Genius never rests

Sporting News, The, Feb 16, 1998 by Dave Kindred

Despite Michael Jordan's public musings about retirement now ratcheted up to declarations, my guess is he will play another year or two. Yes, he's turning 35 next week. He has won five world championships. Money he has in multiples of millions. His ears are famous. So why not do a Seinfeld?

Because he's Michael. He'll quit someday rather than embarrass himself. But such a day, if ever it would come, is far off. Meanwhile, he'll find a way to keep playing basketball. He always has.

In 1986, on a bad foot and under orders from the Bulls to sit still, he played pickup games in North Carolina. "I love the game like a wife," he said then. Ever since, he has proved it. A lost year riding baseball buses reminded him of what he missed. To breathe, he needs basketball. And now he'll quit? Because Phil Jackson, the Bulls' coach, is leaving?

One thing argues for playing on. His madness. "All I have to declare," the playwright Oscar Wilde once told a customs agent "is my genius." So does Michael Jordan move with the beautiful madness that is genius. It is a compulsion to excellence that raises him to marvels of work unintagined, as on a night in Minneapolis when ...

... he's on the rim, bringing the ball past the key ... and now he's in the air, high, floating, and as he floats toward defenders with nowhere to go, he somehow turns his back to them ... and with the ball in his right hand as he re-enters the Earth's atmosphere, he slaps that wrist with his left hand ... popping the ball up ... and into the basket..

Hundreds of places. Thousands of games. Tens of thousands of players.
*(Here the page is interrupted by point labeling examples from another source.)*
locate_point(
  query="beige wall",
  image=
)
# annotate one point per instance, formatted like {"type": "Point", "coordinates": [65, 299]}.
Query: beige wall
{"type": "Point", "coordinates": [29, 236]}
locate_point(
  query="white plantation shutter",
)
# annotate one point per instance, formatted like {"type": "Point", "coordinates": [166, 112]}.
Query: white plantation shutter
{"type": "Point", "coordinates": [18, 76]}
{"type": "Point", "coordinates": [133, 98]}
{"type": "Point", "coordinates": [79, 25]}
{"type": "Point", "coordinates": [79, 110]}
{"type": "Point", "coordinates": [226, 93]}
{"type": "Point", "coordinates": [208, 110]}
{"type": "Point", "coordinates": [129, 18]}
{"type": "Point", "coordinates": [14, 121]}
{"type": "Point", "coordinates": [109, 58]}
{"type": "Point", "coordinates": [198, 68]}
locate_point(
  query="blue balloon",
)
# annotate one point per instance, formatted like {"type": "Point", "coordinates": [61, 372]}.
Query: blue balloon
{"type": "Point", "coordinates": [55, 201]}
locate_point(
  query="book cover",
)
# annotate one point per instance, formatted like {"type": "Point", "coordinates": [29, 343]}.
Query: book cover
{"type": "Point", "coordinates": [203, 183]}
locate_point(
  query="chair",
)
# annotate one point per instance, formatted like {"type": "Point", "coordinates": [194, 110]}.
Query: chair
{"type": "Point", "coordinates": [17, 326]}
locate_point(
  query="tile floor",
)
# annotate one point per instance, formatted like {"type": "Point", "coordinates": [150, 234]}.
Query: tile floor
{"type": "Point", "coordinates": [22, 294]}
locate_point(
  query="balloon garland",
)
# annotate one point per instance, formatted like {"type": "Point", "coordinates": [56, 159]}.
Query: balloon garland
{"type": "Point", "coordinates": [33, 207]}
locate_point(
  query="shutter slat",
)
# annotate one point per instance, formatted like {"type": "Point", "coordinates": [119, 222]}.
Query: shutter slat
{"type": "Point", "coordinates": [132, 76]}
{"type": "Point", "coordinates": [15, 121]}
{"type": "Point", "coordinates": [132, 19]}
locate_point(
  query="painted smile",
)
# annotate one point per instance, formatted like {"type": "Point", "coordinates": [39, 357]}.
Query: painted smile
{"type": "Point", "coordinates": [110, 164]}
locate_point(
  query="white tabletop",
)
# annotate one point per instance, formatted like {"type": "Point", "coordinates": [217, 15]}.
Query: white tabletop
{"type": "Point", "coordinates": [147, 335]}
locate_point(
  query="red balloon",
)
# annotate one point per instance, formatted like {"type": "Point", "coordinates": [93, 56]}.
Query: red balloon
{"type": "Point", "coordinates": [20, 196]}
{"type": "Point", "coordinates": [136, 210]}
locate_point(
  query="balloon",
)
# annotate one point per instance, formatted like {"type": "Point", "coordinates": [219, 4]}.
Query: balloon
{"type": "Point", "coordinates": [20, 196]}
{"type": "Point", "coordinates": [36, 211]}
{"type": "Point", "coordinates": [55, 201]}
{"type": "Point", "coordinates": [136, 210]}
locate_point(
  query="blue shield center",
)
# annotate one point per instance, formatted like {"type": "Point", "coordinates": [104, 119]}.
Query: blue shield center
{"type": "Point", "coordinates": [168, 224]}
I'd never seen such a thing. Jordan said he'd never done such a thing. "You get into places where you just have to do something," he said.

Such is Jordan's genius that in practically every game, he goes somewhere and does something. You'd swear no one ever before had done that thing because that thing was impossible to do even if, by some hallucination, he had thought it up beforehand.

Would a man walk away from such work?

Only when he has to.

Maybe 20 years ago, in a coffee shop late at night, I suggested to John Thompson, the Georgetown University basketball coach, that Muhammad Ali should quit fighting.

"That's why he won't" Thompson said. "All his life, he fought against the odds. Odds said he couldn't beat Liston, couldn't beat Foreman, couldn't beat Frazier. Now that the odds are against him because he's old, he's going to fight those odds. And you know something else?"

Thompson leaned across the table. "He won't quit because if he quits, he won't be who he wants to be. Without fighting, he's not the Muhammad Ali he likes."

Better than Ali, better than any other athlete, Michael Jordan has created a persona outside his game. He would have us believe he is as much a businessman as he is a basketball player. Maybe he is, in a dollars-and-cents way. But not in any real sense.

Television commercials are shills not to be trusted. I'd pay $50 to see Michael Jordan play basketball. But not 50 cents for cologne with his ears on the bottle.

It's Jordan the athlete I admire. The columnist Jonathan Yardley, the Mencken of our time, says two men first come to mind when he thinks of people in the public eye whom he admires "without significant reservation." They are Michael Jordan and Cal Ripken Jr.

"What matters about these two," Yardley writes, is not that they are athletes but that they have developed their natural gifts to the fullest, that they are steadfast in their loyalties and solid in their convictions, that they work hard and meet the challenges before them, that their presence enriches all of us."

As much as Americans worship (the right word) Jordan, it remains true that once he stops playing basketball, he's a different person. Michael Jordan running a clothes business, Michael Jordan acting. Please. Jordan as a serious golfer? Get serious. If he were meant to be those people, he'd have been them. He was born for basketball.

It's far too early for him to leave the game and lose the validation that comes with his wonders. The great thoroughbred trainer Horatio Luro advised, "Never squeeze the lemon dry." Sadly, we saw the lemon dry the day Willie Mays stumbled away from home plate. But Jordan, even at an antique basketball age, is yet an extraordinary player capable of unimagined things.

The hope here is that he plays another year or two. I'd like to see him with Phil Jackson. They made the Bulls a dynasty, Jackson helping Jordan raise the level of his teammates' games. But the inevitable erosion, long resisted, has now set in at Chicago. The front office there has decided it's time to remake the franchise. So Jackson is gone after this year. And Jordan has said, if the coach goes, he's gone.

Which is not the same as saying he's retiring. Maybe if Jackson is coaching somewhere next year, Jordan plays for him. The latest rumor: Jackson to coach the Nuggets, as bad a team as the law allows. And who has always said he lives for a challenge? Michael Jordan.

Dave Kindred is a contributing writer for The Sporting News.